Je me suis intéressé à deux chapitres : le chapitre 5
sur les neurosciences et le chapitre 6 sur la transformation de la santé
mentale des enfants et adolescents.
Mais commençons par quelques mots sur ce classement.
Sur quels critères est-il établi ?
Au-delà du critère économique (PIB par habitant) qui ne fait
pas le bonheur à lui-seul, et loin s’en faut (des études montrant qu’au-delà d’un
certain seuil de revenu, l’argent ne crée plus de bonheur), les autres critères
retenus sont :
- Le support social (pouvoir compter sur quelqu’un en cas de problème)
- L’espérance de vie en bonne santé
- La liberté de faire ses choix de vie
- La générosité
- La perception de corruption (au niveau gouvernemental et dans le monde des affaires)

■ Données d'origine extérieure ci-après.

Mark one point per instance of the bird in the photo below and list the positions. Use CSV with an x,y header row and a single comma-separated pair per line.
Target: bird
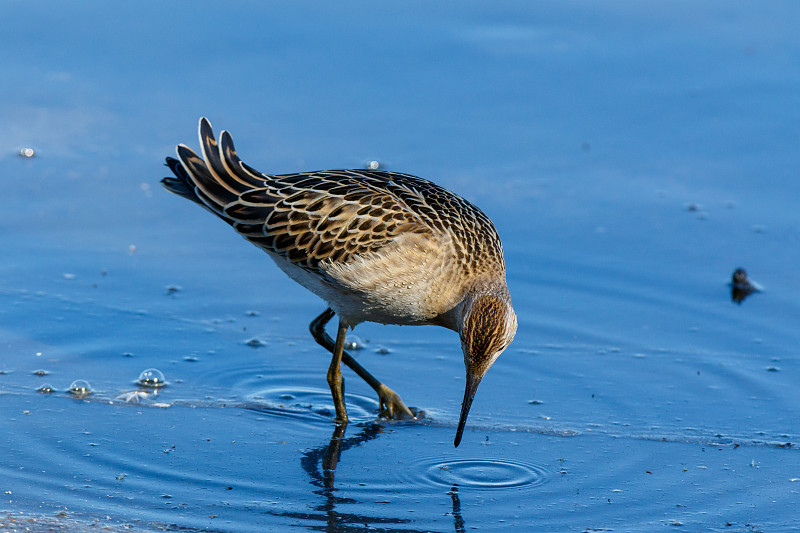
x,y
376,245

La note moyenne pour la France sur une échelle de 1 à 10 est
de 6,575, 1 point en-dessous de la Suisse (7,587/10), numéro 1 de ce palmarès.
Ce classement a été élaboré sur la période 2012-2014. Par rapport à la période
2005-2007, le niveau moyen de bonheur en France est en baisse de 0,238.
Je note que le niveau de bonheur en France est légèrement
supérieur au niveau de Qualité de Vie au Travail ressorti du sondage TNS-Sofrescommandé par l’Anact à l’occasion de la semaine de la QVT en juin 2013 :
6,1/10.
Bonheur et neurosciences
Le chapitre 5 du rapport mondial sur le bonheur 2015 est
consacré à des enseignements récents des neurosciences par rapport au bonheur
et au bien-être psychologique.
Si pendant de nombreuses années, émotion et raison ont été
considérées comme associées à des parties cérébrales distinctes, les travaux
par imagerie médicale sur le cerveau ont mis en évidence au cours des deux
dernières décennies qu’il existe en réalité des interactions entre ces parties.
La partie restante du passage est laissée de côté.